Each week in Show Me The Money (RTE1, Sun), the budgetary makeover series, Hobbs offers essentially the same advice to the fiscal wrecks who seek his guidance. He urges them to face up to their monetary problems, reduce their spending and, if possible, increase their earnings.

Last Sunday’s subjects were Tom and Tricia, a taxi driver and his part-time barmaid wife. Despite a reasonable joint income, the couple cannot make ends meet. Tom’s overheads are excessive, loans are accumulating and outstanding wedding bills absorb every spare cent.

After due consideration, Hobbs offered a solution to the couple’s woes. He urged them to face up to their monetary problems, reduce their spending and, if possible, increase their earnings.
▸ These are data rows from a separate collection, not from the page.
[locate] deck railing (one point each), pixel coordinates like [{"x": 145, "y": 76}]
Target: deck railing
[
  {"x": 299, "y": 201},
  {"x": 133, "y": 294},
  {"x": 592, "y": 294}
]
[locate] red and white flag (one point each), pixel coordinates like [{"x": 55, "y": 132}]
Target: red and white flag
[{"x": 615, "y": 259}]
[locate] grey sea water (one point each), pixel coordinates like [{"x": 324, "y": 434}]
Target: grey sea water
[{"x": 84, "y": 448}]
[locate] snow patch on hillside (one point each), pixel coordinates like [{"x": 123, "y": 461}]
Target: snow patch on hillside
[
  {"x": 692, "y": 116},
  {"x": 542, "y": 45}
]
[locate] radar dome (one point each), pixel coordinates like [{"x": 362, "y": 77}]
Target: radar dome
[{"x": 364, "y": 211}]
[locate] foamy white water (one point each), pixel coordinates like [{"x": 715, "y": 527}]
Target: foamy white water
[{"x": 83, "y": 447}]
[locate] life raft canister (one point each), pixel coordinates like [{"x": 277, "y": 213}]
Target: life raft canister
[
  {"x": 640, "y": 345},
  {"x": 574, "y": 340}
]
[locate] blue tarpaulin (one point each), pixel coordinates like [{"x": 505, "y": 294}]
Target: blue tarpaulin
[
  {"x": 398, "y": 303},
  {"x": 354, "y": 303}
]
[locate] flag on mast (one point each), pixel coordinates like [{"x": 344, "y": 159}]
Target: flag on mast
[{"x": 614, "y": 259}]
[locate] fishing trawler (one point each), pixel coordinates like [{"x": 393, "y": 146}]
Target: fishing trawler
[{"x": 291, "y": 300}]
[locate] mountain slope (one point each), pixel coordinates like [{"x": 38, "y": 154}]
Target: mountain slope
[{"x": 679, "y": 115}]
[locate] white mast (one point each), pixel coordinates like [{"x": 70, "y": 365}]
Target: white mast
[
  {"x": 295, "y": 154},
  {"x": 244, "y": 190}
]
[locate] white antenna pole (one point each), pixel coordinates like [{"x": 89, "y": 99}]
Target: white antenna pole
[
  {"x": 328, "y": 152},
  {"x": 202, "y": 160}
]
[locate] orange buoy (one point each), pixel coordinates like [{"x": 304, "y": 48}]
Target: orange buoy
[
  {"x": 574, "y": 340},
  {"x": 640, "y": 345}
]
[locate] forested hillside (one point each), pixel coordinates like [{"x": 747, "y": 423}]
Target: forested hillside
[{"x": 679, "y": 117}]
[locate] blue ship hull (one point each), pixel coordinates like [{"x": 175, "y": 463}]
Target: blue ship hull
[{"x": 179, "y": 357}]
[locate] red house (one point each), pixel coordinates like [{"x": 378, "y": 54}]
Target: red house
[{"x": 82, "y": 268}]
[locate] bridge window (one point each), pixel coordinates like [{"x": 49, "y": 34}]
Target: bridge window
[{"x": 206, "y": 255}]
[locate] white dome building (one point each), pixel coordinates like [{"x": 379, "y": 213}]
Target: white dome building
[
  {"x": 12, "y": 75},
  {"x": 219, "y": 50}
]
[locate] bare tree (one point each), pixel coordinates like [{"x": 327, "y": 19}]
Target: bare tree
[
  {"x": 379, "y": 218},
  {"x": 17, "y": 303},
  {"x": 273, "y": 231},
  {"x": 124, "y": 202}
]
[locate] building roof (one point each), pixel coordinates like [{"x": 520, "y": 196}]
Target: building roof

Hobbs’s financial tips are commonsensical to the point of commonplace. Yet the most striking feature of Show Me The Money is the fact that his elementary suggestions are greeted like thunderbolts of divine revelation. Ultimately, of course, this has more to do with the ignorance of the pupils than the brilliance of the teacher.

Most of the series’ participants are pathetic innocents, the sort of people who smoke in bed then wonder why their house burns down. Spending borrowed money like drunken sailors, they are invariably shocked to discover that they have amassed battleship-sized credit hangovers.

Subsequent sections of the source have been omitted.